TARGETED ONCOLOGY: What other advances are you seeing in the field right now that you're most excited for?

Waterhouse: I think you started right at the very beginning: screening. We're doing a better job screening for lung cancer. We now know there are patient populations that should get screenings, and health care systems are starting to learn how to identify those patients and how to use informatic tricks to pick them out. It would be great if all lung cancers were caught early, and they didn't have to get to me. The sad part is I see the patients with advanced disease. Lung cancer screening has been shown to decrease cause-specific mortality, which is the measure of an effective screening test.

Now you've been diagnosed: adjuvant therapy. As we mentioned before, EGFR-positive patients can benefit. Patients with resected stage IB through IIIA will benefit from having EGFR-directed adjuvant therapy. These are the first studies to show that this kind of targeted approach to adjuvant therapy is effective. We still don't know what to do with the inoperable stage III patient with an actionable EGFR mutation. Should they get targeted therapy instead of immunotherapy following chemo/XRT? Maybe the answer is yes, but we don't know that yet, so that's a gap.

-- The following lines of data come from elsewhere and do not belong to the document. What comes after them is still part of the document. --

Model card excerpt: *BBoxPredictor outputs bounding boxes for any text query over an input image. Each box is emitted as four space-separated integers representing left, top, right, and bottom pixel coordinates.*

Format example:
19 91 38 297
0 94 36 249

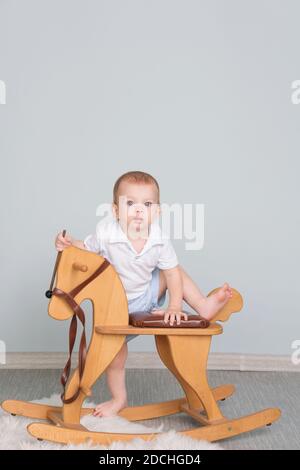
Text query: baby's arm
55 232 86 251
163 266 183 310
152 265 188 326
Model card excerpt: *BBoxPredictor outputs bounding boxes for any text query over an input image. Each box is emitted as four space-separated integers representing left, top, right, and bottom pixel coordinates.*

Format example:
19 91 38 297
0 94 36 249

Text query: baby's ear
111 202 118 218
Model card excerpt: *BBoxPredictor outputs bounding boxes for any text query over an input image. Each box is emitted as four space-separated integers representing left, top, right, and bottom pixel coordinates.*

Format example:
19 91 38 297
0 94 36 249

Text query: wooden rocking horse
1 233 281 445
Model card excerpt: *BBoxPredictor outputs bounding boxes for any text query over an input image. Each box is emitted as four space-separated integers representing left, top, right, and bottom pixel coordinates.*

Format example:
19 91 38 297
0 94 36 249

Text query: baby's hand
151 307 188 326
55 232 73 251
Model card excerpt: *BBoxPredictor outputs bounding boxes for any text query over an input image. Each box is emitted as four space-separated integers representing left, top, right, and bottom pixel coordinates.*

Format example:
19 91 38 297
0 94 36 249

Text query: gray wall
0 0 300 354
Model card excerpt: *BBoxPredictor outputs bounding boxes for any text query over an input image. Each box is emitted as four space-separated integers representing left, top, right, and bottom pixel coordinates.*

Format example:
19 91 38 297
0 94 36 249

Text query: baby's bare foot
198 282 232 320
93 398 128 417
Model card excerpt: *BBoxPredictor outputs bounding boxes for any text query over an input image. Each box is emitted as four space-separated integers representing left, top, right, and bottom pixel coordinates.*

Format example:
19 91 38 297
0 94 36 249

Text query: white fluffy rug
0 394 222 450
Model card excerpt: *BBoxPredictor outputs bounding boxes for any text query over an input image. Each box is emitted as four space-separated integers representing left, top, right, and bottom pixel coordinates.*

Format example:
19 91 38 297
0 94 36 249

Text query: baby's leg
93 343 128 416
154 266 232 320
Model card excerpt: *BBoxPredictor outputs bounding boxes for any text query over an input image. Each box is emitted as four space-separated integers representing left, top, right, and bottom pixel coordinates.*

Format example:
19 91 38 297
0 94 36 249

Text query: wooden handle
72 262 89 273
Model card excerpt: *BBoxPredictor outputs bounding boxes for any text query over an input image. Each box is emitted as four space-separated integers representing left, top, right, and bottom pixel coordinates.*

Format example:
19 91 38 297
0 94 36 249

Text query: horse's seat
95 320 223 336
129 310 209 328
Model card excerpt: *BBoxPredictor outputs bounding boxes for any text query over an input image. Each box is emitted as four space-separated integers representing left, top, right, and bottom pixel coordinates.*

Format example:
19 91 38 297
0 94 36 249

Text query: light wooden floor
0 369 300 449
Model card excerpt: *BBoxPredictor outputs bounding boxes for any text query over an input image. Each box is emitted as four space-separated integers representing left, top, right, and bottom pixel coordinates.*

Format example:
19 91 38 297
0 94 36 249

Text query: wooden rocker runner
2 237 280 445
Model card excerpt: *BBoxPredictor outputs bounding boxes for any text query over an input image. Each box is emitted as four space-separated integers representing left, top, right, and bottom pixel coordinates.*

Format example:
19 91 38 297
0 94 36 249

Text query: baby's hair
113 171 160 204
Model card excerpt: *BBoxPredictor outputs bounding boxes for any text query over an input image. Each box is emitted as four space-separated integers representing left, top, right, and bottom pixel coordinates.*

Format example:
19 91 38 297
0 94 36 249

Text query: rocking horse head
46 247 110 320
46 230 128 404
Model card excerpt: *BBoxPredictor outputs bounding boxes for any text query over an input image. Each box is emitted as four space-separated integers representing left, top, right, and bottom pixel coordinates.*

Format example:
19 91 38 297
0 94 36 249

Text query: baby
55 171 232 416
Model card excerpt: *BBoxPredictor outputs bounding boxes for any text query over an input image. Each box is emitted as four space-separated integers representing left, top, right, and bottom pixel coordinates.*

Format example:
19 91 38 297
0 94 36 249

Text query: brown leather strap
52 259 110 404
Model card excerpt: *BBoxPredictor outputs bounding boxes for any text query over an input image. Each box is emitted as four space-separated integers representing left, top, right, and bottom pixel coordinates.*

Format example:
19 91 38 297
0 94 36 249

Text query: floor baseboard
0 351 300 372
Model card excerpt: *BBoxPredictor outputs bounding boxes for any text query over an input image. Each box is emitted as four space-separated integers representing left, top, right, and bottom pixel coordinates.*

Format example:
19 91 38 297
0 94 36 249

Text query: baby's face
113 181 159 237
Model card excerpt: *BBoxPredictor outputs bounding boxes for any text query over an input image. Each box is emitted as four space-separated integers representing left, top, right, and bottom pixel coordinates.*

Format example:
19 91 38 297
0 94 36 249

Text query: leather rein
46 235 110 404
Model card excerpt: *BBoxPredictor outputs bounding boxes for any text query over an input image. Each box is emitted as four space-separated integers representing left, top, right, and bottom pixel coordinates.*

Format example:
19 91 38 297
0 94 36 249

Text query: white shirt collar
109 220 164 248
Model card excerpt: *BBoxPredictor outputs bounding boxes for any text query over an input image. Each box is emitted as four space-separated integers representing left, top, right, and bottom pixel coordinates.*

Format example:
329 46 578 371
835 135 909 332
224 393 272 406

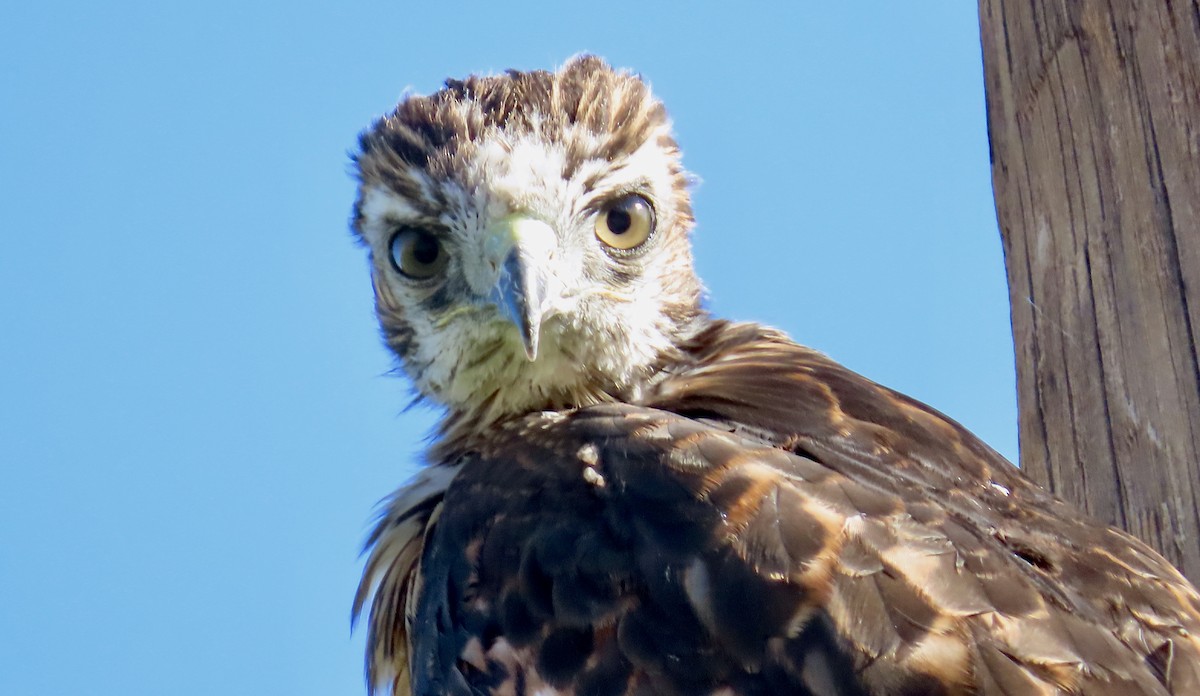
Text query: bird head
353 56 701 422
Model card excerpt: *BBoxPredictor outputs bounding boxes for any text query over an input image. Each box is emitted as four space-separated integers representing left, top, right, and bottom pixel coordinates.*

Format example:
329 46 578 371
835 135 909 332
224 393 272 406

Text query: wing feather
360 323 1200 696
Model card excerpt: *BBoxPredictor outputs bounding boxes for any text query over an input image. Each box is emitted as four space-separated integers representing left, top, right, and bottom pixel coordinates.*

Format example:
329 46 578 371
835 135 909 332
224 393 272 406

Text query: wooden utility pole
979 0 1200 582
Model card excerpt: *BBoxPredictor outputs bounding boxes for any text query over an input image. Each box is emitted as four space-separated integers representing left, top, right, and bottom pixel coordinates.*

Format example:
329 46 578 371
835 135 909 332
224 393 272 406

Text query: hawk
353 56 1200 696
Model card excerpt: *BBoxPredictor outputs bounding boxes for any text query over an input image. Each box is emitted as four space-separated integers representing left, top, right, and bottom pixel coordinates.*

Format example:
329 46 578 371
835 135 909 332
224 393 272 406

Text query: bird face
354 58 700 421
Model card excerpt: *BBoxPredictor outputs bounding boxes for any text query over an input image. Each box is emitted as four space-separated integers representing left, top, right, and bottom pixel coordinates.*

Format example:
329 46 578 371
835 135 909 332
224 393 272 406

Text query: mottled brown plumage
355 58 1200 696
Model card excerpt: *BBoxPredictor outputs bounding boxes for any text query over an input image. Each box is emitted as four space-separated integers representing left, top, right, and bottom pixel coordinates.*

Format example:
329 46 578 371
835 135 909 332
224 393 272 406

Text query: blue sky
0 0 1016 696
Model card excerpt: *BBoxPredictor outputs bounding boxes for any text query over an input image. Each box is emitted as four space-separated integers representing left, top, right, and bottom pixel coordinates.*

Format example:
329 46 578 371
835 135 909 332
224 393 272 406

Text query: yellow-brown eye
391 227 449 281
596 193 654 251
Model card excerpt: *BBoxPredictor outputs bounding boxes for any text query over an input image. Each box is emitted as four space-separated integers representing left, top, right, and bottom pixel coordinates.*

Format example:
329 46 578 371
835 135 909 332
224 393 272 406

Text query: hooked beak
484 215 557 361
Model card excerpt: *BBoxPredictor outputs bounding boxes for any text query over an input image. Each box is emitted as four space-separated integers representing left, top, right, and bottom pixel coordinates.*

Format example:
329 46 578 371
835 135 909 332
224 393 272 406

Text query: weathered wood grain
979 0 1200 581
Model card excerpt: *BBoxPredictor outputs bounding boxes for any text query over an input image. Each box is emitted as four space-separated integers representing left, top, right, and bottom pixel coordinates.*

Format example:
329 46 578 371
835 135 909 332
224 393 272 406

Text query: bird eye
391 227 449 281
596 193 654 251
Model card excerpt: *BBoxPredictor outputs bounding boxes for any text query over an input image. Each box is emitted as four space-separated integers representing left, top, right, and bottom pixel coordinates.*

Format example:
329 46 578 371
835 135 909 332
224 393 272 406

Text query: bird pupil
413 234 439 265
607 210 634 234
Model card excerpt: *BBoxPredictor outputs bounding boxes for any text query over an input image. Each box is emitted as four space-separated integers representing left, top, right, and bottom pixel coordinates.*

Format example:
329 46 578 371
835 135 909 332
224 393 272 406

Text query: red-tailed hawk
353 58 1200 696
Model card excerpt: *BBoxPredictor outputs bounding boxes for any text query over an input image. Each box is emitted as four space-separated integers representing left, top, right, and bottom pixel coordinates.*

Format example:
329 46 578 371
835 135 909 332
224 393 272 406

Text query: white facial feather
360 102 691 421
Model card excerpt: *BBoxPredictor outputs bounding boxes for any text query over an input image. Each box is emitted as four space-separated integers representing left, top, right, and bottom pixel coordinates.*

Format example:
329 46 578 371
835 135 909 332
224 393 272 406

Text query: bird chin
418 326 604 425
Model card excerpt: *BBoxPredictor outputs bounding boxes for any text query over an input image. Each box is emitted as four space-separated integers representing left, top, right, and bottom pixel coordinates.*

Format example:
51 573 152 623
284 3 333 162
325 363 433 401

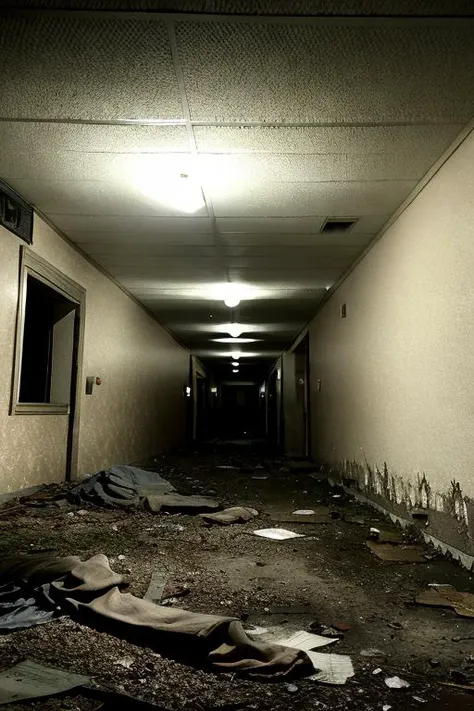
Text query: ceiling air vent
321 217 357 233
0 180 33 244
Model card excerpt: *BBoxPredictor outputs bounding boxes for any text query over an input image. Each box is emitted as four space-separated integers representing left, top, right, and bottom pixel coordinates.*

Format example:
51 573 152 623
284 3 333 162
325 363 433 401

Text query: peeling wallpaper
0 216 189 494
310 128 474 550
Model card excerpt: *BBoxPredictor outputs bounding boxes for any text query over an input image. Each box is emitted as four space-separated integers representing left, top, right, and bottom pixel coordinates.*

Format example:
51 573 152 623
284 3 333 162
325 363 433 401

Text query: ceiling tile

As we go into advanced diseases, as I mentioned, we need to make sure every patient gets tested and that results are available for the provider, so that every provider correctlty uses those results to benefit their patient. I think that we're now understanding there's gaps in that approach. The drugs are also simply better. We've got better targeted agents than we used to have, so we're getting there.

TARGETED ONCOLOGY: What advice would you like to share with community oncologists treating patients with lung cancer?

Waterhouse: The first thing is, make sure everybody's tested for the actionable biomarkers. Also, let's not forget the advances in immunotherapy. We now have frontline immunotherapy alone for patients with PD-L1 greater than 50%, and now with the combination of ipilimumab (Yervoy) and nivolumab (Opdivo), we could treat anybody with a PD-L1 of 1% or higher with an immunotherapy, not chemotherapy.

Think about that! No chemotherapy in the frontline. Did we imagine that 5 years ago? No. I think the first thing is every patient needs to be tested, and those testing results need to inform that first treatment, which means for the doctor, you should sit on your hands and wait for those results. There's going to be a few patients who must be treated, but that's not the majority. We get antsy. Our patients get antsy. Everybody wants to get treatment right away, but you need to explain to your patient why it's in their best interest to wait.

TARGETED ONCOLOGY: What message would you like to share with fellow oncologists in the lung cancer field as we recognize all these advances during Lung Cancer Awareness Month?

Waterhouse: Put your patients on a clinical trial. Every eligible patient should be on a clinical trial. Every single patient. The NCCN says that we only put about 3% of our patients on clinical trials, which is a sad statistic. On every NCCN guideline, they always say the best treatment is the clinical trial, so put them on the trial. If you don't have a trial, get a trial. If you don't have a trial, find me, and I'll find you a trial. It's in your patient’s best interest. It's in society's best interest. It is the right thing to do.